Por: Carlos Raúl Hernández
Cada vez que una mujer aparece bajo la regadera en alguna secuencia cinematográfica, va a morir en manos de un terrible asesino, o por lo menos a pasar un buen susto hasta que el galán la rescate. Probablemente termine destripada a cuchillo limpio. Pero ese es apenas uno entre otros ripios sin los que buena parte de las películas no existirían. Varias de la serie Locademia de policía y las de Tarantino, entre otras, se dedican a burlarse de eso. En una de aquellas, el desalmado homicida entra a la sala de baño donde la inocente víctima canta despreocupada Memory (memories) aquella exquisita pieza de Cats, en la que el personaje declama la aspiración rehacer su vida, en la inagotable en taquilla obra de Webber.
Y en vez de tasajearla debidamente, el malencarado sicario termina cantando a coro la dulce melodía y llorando a lágrima partida ¿Qué sería incluso de grandes cintas, en las que todo dependió de que el protagonista rompiera unas cadenas con un buen tiro de pistola? El problema es que en la vida real la bala, al chocar con el implacable acero, debiera más bien desintegrarse, convertirse en talco de plomo y si fuera ella también de acero, desviarse y seguir su camino.
¿Qué pasaría sin la interesante propensión a explotar que tienen los automóviles en Hollywood, al menor choque o volcamiento, lo que hace suponer que no llevan en sus tanques derivados del petróleo, sino nitroglicerina? ¿O quiere alguien un recurso más prodigioso para resolver situaciones sin matar, que esa maravilla de un golpe en la cabeza que desmaya al enemigo, lo mantiene fuera de servicio por el tiempo necesario y no deja secuelas criminales?

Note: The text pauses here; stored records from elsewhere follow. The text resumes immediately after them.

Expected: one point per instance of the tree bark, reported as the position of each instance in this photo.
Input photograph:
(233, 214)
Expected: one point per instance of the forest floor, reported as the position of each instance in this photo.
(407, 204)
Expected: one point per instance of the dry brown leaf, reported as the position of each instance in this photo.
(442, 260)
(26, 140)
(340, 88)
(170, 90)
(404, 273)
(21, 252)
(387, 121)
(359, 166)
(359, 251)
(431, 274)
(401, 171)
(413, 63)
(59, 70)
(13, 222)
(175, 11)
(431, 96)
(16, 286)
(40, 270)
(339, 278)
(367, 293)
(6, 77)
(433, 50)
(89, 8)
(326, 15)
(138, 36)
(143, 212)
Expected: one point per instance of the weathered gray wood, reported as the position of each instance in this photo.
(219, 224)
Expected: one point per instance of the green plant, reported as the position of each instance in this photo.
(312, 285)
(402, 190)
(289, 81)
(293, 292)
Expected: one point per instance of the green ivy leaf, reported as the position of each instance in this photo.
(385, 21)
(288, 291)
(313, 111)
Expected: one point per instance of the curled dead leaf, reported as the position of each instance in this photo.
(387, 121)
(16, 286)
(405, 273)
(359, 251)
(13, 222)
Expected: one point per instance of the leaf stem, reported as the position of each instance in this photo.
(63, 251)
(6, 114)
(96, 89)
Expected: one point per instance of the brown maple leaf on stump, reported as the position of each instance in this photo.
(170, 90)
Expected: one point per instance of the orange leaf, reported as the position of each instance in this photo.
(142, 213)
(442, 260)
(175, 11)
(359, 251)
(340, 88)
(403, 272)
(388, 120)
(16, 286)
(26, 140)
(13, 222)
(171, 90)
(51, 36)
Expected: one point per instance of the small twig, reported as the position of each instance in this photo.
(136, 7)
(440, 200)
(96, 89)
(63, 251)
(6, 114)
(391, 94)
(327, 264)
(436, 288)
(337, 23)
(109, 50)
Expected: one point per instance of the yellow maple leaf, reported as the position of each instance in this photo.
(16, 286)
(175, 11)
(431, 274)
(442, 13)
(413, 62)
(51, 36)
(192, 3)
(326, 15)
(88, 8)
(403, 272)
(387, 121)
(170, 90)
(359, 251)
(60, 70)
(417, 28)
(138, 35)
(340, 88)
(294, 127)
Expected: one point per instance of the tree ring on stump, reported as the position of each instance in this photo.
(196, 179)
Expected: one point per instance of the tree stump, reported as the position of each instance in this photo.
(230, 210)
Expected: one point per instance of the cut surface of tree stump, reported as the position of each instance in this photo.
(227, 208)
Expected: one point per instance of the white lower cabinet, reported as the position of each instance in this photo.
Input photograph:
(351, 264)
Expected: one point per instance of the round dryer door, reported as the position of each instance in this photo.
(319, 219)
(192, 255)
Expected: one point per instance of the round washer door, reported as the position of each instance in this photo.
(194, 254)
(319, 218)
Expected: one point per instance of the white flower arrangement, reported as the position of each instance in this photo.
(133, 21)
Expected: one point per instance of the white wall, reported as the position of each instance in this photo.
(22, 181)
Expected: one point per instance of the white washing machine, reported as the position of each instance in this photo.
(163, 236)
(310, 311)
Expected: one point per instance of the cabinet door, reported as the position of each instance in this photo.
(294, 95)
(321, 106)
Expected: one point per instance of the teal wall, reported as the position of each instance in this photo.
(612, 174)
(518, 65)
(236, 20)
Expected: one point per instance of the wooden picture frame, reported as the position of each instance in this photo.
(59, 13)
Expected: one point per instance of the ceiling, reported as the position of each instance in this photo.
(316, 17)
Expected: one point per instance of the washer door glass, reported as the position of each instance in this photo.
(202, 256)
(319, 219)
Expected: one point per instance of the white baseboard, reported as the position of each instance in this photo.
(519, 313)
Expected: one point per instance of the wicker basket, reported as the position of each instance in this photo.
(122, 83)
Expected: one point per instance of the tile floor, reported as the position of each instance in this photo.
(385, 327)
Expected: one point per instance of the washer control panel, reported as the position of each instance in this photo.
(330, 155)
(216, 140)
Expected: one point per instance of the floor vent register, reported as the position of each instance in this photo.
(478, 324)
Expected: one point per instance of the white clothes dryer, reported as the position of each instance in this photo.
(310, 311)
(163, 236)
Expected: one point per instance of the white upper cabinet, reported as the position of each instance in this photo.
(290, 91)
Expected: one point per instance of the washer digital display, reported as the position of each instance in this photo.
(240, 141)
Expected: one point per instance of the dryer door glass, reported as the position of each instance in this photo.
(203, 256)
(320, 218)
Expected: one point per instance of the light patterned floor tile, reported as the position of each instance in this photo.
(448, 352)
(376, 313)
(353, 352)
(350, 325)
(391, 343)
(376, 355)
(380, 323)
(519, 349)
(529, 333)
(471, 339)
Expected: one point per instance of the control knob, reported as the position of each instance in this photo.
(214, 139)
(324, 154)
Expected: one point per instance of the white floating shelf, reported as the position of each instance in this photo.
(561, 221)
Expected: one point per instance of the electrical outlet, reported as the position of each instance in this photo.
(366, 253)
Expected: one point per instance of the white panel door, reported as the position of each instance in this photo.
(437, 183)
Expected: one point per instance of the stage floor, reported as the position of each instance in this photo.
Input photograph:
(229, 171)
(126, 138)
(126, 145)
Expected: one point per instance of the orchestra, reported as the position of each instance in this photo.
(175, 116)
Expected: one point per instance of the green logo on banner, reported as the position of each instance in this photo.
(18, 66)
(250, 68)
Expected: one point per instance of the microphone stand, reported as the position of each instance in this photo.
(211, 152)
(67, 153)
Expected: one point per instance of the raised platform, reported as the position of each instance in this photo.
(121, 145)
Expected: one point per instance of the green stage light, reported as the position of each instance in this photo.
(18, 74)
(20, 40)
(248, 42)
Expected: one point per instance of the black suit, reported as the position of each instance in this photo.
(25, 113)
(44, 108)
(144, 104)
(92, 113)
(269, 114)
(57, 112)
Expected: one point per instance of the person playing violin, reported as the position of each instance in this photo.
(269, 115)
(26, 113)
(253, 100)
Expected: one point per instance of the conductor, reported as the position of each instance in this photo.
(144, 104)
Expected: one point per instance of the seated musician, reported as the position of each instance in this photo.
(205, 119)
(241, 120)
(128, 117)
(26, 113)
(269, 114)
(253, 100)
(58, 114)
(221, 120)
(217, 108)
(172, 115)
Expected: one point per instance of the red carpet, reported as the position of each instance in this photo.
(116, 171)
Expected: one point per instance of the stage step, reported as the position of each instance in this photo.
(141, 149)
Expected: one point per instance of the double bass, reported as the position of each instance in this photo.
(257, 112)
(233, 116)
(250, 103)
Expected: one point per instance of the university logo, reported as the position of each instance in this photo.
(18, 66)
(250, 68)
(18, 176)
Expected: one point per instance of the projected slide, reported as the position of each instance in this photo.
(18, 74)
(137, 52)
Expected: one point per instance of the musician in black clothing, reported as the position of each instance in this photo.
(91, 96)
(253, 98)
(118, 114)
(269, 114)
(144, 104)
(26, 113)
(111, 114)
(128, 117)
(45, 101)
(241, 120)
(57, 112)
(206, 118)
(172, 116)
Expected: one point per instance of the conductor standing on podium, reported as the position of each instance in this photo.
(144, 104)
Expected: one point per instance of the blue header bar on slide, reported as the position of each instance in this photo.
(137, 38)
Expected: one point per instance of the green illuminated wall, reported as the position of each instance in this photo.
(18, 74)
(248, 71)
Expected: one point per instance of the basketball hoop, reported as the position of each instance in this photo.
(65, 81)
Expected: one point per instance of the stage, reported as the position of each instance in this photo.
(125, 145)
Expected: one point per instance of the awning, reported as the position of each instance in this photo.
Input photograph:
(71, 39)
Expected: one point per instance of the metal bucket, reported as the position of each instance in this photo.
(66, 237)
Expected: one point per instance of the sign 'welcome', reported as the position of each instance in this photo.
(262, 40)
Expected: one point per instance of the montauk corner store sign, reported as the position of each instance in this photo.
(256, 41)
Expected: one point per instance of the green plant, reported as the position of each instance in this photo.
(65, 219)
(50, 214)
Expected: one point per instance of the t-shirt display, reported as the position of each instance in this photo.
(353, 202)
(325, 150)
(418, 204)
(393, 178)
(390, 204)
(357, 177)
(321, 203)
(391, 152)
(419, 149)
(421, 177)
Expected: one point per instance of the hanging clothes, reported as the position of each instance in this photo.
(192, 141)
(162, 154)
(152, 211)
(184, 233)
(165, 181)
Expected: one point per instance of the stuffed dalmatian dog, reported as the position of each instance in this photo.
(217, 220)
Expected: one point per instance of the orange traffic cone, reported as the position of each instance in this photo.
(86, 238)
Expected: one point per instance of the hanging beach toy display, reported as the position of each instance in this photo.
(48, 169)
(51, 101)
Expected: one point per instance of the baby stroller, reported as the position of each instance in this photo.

El héroe no tuvo así que matar exageradamente bandidos sino que un buen cachazo en la mollera y aquí no ha pasado nada. Son lo que llamaría un filósofo “cosificaciones”, coágulos en el lenguaje cinematográfico que se presentan también en cualquier otro. Para hablar del hablado, hay que recordar que cuando la marabunta de gobierno aún estaba medio agazapada, produjo una epidemia de forúnculos lingüísticos, difundida por los más cultos del país, tales como “cuarta república”, “puntofijismo”, “cogollocracia”, “soberano”, “poder constituyente”, “ilegitimidad”.
Hoy para burlarse del sufrimiento causado a decenas de familias, introducen el maquiavélico “los llamados” presos políticos -Lenin decía: “los llamados intelectuales; buen viento se lleve a esos cochinos”- o el infamante “políticos presos”. Los demiurgos de dos golpes militares, denuncia la oposición de “golpistas y desestabilizadores”. Esas jugosas carnadas verbales las mordieron hasta en los viejos partidos del sistema, pese a que eran expresión de que la batalla cultural la ganaba la barbarie, incluso entre las elites del poder democrático.
Uno de los rasgos distintivos de la hegemonía cultural, es que torna su lenguaje en atmósfera. Durante el período democrático resonaron las frases y los conceptos de Rómulo Betancourt. “La violencia es el arma de los que no tienen la razón”, “venezolano siempre, comunista nunca”, “votos sí, balas no”, “la democracia es la única manera de vivir decentemente”, hasta las “multisápidas hallacas”. Hoy nuestra semiología política muere inane. Algunos dirigentes, de los que se esperan estrategias, planteamientos de fondo, recomendaciones para lograr objetivos, se presentan ante los medios con quejas, lamentaciones de barbería.
Padre de una tragedia megaláctica, el caudillo hizo descender la expresión política al sintagma excremental. Y la oposición, luego de consignas que no fueron, divaga en significantes a veces un poco pavosos. Se ha resucitado aquello de “el granito de arena”, que produce estornudos o urticaria. Y el curiosísimo lo que es. Ya nadie dice “maté una cucaracha”, sino “maté lo que es una cucaracha”.
El bicho, a la manera hegeliana, como cosa en sí y no cosa para sí, su coseidad, aclara que lo que se pega a la suela cuando pisas el insecto es el ente y no el ser. El asunto es de alta jerarquía filosófica, aunque se preste a chiste. García-Bacca dice que no es lo mismo saber lo que es la vida, una presurosa cadena de experiencias que todos tratan de amargarse entre sí, a saber qué es la vida, algo que hasta ahora carece de respuesta filosófica. Intriga que nadie dice el gobierno, sino el tema del gobierno, ni la inflación, sino el tema de la inflación. Precaución epistemológica, tal vez, pues como la realidad es básicamente incognoscible, decir tema alude un precinto racional y no la cosa en sí. ¡Quién sabe!